An Elder of the church, who is also a minister of state, and who was the lead crusader against LGBTQ in Ghana, has been under a different kind of fire, including for his turnaround on matters of LGBTQ. There is an International Conference on LGBTQ+ Activism and Political Movements (ICLAPM) going on in Ghana now. This far, only the Catholic Bishops Conference has called on President Mahama to commit to his promise in opposition to deal head-on with the issue of LGBTQ.
As an academic, these developments have set me thinking about the role of religion, the clergy and politics. Let me state from the outset that as a Muslim, I do not believe in a strict separation of church(religion) and state. Jesus may have said that we should “give unto Caesar that which is Caesar’s and unto God, that which is God’s.” But in Islam, Prophet Muhammad (SAW) was both a theological and political leader and founded a state (ummah) with a constitution. Indeed, it is the reason I belong to the conservative political tradition of the NPP. Some scholars have long argued that as scientific knowledge improves, the concept of God will gradually recede from human consciousness and will ultimately become a rumour. While we may still be far away from that future, I worry that the actions and inactions of the representatives of God will actually speed up the coming of the day, when God will become a rumour.
Already, scholars like Abdullahi An-Naim, (2008: p.19 Islam and the Secular State: Negotiating the Future of Sharia) argue that “all Muslim men and women have the religious obligation to learn enough to decide for themselves and to express their views on matters of public concern.” The silence and the turn-around, especially when these moral voices and their families are now serving in various capacities in President Mahama’s government (some chair boards, some have their children on boards and some are members of sale of government property committees) give vent to the view that the 2024 protests against the NPP were not about restoring the moral values of our society. They were protests against exclusion from the “dinner table.”

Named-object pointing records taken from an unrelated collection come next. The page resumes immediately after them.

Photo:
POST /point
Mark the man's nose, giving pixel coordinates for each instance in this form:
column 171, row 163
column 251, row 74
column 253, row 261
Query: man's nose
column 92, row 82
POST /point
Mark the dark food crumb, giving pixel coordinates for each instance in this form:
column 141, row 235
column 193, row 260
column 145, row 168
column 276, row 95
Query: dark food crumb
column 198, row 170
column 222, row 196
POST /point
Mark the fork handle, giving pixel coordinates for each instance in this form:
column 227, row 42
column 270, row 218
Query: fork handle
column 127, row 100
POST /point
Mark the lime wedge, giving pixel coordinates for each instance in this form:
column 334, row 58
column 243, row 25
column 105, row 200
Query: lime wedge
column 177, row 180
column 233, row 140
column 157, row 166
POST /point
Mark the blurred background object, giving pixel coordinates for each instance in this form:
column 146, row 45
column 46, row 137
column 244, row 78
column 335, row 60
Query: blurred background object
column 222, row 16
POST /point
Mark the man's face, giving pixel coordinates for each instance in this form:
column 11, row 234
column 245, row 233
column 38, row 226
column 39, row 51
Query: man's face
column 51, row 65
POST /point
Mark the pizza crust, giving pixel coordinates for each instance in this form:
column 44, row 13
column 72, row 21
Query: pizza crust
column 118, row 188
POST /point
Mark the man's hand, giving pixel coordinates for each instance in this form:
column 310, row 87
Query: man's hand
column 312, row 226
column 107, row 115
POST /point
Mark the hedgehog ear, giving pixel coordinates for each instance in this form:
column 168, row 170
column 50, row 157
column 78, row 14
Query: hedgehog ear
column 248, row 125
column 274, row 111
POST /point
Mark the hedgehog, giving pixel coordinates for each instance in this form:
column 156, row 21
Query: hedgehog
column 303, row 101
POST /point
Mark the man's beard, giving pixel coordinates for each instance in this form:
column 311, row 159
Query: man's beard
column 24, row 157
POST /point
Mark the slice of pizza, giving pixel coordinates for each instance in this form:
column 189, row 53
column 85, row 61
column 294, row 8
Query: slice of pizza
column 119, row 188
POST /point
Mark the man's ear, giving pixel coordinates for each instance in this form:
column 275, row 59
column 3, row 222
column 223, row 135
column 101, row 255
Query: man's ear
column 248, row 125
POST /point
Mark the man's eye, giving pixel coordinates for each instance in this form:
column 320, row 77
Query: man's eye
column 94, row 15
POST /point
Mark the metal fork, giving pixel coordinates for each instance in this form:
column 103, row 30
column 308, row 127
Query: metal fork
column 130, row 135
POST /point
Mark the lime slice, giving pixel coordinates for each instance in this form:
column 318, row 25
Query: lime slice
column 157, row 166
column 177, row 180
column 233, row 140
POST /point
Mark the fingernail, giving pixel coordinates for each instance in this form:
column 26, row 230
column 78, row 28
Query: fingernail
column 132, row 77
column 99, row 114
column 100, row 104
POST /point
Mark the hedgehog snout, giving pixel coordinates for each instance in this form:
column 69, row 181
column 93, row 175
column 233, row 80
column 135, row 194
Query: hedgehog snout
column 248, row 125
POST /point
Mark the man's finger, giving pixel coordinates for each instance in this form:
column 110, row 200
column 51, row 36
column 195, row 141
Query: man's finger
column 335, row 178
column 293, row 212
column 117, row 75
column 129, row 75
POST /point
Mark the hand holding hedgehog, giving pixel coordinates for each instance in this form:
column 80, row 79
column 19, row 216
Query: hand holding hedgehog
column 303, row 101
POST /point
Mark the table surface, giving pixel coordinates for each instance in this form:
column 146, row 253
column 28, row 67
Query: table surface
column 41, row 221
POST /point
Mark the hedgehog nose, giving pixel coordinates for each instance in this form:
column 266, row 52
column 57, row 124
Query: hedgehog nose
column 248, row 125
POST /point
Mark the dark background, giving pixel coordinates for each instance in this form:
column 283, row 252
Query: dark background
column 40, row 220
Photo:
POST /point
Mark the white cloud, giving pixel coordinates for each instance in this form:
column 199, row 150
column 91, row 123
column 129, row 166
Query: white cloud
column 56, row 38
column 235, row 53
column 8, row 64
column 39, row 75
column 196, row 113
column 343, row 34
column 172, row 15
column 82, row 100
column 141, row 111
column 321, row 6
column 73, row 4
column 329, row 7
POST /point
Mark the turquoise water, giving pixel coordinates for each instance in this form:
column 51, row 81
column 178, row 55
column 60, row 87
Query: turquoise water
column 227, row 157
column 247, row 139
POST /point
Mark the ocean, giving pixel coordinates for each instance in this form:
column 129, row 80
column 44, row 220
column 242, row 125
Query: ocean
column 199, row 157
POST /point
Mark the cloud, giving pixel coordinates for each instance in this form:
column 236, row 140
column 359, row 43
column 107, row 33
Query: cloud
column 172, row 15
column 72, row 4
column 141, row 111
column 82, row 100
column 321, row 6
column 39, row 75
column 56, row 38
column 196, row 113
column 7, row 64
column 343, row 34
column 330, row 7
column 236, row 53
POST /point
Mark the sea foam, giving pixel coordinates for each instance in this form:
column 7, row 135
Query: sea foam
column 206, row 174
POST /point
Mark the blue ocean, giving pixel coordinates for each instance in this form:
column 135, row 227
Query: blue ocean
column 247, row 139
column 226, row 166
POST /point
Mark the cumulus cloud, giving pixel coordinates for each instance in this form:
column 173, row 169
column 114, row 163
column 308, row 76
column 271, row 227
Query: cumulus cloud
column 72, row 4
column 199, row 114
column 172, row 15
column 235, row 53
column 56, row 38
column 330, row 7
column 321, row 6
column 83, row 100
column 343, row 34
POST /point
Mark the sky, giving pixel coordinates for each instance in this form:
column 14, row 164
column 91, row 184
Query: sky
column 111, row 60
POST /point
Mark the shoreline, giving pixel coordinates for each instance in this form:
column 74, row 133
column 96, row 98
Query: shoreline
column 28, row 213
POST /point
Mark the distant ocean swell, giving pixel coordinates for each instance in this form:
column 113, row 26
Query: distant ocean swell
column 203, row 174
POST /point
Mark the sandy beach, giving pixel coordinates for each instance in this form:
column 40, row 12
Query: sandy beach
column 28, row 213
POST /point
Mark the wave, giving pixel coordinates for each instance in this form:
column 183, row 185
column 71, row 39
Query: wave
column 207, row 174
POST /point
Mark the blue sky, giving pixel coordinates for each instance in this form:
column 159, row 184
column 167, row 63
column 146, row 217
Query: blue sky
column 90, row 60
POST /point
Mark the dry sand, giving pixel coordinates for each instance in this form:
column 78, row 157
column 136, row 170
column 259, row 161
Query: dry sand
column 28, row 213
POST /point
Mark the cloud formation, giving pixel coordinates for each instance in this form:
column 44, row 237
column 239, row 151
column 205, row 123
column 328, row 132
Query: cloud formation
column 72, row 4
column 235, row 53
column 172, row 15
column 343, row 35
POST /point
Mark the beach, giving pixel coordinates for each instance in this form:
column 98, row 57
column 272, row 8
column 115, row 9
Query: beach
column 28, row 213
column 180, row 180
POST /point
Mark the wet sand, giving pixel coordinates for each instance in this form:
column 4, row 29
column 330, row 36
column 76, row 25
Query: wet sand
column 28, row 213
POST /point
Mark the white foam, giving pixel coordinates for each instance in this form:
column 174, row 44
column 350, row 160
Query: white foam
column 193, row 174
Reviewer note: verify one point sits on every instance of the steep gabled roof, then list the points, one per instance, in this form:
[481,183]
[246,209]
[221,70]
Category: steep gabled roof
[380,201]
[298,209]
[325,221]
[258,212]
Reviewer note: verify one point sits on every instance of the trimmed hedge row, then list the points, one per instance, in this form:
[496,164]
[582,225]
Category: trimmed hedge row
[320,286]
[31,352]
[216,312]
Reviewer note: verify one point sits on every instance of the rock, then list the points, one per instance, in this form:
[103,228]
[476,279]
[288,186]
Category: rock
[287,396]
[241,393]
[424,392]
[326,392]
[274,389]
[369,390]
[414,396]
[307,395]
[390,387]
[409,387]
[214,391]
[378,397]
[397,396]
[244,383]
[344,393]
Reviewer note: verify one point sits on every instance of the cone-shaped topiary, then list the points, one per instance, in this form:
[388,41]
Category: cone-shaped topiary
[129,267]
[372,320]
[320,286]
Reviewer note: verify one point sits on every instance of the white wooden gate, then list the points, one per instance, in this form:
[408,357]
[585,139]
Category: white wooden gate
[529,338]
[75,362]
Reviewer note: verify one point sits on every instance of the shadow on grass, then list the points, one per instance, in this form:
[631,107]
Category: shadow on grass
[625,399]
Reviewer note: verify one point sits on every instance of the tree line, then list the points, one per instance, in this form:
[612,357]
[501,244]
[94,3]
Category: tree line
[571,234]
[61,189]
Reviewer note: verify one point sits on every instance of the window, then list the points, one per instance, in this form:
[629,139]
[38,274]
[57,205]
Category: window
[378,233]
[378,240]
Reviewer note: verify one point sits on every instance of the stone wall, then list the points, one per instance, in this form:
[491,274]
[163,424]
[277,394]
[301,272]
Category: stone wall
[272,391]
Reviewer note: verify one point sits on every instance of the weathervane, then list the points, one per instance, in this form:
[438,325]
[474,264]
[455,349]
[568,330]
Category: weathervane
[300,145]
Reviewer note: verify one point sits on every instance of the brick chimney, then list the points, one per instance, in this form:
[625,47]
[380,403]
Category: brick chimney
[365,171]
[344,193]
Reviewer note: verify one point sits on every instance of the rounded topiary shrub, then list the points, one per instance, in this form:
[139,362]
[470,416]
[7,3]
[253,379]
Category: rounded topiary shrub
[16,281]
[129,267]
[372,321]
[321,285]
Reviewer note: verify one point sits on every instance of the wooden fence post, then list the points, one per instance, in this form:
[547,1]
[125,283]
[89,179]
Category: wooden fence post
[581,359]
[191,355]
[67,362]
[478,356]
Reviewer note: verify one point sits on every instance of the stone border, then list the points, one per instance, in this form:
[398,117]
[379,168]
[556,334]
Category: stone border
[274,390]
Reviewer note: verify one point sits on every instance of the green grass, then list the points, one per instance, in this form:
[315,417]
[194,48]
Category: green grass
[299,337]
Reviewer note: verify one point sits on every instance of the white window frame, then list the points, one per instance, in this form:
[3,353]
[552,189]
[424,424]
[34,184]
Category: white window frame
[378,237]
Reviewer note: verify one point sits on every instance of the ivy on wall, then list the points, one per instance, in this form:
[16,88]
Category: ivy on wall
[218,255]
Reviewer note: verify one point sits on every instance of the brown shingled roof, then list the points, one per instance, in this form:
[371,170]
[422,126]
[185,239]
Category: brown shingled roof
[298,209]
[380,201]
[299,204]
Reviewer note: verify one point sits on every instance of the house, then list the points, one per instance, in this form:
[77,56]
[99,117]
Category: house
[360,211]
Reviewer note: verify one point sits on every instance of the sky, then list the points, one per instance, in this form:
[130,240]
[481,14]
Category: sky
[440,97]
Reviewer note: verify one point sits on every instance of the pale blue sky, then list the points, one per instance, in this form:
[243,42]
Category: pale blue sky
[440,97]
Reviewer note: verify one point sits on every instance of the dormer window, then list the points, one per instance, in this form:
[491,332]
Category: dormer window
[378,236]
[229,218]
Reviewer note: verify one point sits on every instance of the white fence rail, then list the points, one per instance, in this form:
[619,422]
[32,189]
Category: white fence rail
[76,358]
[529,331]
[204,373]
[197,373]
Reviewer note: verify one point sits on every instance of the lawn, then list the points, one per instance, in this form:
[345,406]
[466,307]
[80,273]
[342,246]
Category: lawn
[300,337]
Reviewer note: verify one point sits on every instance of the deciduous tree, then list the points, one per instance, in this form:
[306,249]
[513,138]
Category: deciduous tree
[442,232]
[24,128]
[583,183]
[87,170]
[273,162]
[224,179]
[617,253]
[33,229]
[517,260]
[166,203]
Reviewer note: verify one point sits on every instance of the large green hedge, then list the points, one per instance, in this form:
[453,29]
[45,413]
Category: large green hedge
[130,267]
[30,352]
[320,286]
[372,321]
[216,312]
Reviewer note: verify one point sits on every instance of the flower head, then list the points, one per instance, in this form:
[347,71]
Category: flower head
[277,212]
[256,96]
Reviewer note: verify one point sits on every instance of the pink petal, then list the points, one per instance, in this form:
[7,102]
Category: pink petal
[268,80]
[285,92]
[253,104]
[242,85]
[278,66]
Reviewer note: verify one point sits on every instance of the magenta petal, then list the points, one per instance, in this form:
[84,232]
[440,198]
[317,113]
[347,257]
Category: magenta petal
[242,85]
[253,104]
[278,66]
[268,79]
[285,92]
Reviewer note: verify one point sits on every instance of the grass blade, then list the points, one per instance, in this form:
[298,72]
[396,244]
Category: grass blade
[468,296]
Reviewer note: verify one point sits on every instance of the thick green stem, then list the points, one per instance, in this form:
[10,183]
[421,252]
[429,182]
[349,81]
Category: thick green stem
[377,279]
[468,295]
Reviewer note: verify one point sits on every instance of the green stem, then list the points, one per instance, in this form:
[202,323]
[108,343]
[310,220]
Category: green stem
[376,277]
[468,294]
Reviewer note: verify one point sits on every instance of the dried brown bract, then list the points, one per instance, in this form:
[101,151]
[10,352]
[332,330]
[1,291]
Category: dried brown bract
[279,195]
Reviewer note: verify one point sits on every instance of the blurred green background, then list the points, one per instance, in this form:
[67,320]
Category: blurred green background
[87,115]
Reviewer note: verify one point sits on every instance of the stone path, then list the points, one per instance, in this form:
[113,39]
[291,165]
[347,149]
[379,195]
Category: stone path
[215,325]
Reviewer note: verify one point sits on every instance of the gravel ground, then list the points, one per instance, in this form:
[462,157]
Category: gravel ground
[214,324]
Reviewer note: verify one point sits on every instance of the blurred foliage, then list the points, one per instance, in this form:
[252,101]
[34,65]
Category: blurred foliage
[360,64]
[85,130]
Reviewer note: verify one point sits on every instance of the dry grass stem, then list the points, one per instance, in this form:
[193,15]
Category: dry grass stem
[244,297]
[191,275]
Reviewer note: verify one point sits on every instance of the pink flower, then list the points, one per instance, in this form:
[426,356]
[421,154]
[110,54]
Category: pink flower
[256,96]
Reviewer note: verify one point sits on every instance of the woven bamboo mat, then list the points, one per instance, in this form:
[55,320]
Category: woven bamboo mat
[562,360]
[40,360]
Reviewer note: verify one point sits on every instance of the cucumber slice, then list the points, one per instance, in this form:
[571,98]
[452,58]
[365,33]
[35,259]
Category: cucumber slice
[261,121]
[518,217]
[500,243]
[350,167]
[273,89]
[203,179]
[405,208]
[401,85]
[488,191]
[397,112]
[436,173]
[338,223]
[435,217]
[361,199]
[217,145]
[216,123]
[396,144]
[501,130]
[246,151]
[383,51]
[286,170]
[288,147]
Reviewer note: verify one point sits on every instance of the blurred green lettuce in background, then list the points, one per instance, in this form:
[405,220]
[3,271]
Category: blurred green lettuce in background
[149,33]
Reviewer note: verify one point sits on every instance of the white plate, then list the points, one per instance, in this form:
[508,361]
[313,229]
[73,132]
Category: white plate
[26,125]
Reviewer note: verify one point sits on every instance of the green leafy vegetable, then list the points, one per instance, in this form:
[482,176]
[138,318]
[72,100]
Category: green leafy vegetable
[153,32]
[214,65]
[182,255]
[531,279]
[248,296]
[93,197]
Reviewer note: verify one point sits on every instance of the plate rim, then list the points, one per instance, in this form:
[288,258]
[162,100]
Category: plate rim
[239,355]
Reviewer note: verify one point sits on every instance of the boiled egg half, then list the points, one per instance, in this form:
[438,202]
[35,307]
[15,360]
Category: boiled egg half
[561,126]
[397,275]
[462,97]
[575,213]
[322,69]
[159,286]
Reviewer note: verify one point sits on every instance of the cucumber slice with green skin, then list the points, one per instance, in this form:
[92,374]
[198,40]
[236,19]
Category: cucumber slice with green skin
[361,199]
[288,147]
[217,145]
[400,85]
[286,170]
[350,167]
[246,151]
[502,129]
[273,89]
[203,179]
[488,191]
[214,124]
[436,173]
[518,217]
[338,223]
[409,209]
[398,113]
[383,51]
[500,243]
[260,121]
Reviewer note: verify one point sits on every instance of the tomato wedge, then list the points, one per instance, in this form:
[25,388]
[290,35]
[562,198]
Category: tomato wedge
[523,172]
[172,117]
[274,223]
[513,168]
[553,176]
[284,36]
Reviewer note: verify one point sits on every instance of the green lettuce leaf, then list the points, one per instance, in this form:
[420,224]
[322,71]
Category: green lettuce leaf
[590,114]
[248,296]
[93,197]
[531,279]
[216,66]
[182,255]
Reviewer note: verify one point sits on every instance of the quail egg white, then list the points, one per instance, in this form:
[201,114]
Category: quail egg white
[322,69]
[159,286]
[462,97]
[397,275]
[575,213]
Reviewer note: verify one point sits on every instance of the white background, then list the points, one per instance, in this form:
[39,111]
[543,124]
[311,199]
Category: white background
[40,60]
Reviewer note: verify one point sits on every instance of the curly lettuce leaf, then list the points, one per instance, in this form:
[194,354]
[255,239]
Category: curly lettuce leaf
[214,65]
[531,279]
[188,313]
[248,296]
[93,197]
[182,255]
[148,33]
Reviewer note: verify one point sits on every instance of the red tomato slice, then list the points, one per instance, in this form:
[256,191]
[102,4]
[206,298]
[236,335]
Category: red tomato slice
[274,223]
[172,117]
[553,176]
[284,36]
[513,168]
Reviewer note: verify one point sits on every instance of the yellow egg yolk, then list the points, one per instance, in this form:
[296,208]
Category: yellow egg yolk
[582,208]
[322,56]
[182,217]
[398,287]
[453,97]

Let me confess that I do not believe that there is any objective interpretation of scripture. I believe that every interpreter comes to a text with his or her own subjectivity. I remember that somewhere in 2012, I wrote a speech for then-candidate Akufo-Addo, in which I quoted the Bible and the Qur’an to buttress a point. He urged me to delete the Bible and Qur’an quotations and said, “Mustapha, I do not like quoting the Bible and Qur’an much to make my point, because whatever your view is, on any matter, you will find justification for it in the Bible and the Qur’an.” I didn’t quite agree with him then, until I met a Christian friend who quoted the bible to convince me that fornication only becomes fornication if, ultimately, you do not marry the woman you cohabited with. I do not immediately recall the chapter and verse of the Bible.
On April 26, 2018, Prof. J.K Ayantayo of the University of Ibadan delivered an inaugural lecture titled, “Rescuing God from His Abductors.” I hope the protests that I have seen and read from ordinary Ghanaians against the clergy in regard to their contradictory stance on issues of religion and politics is not the beginning of the mission by ordinary people to rescue God from His abductors.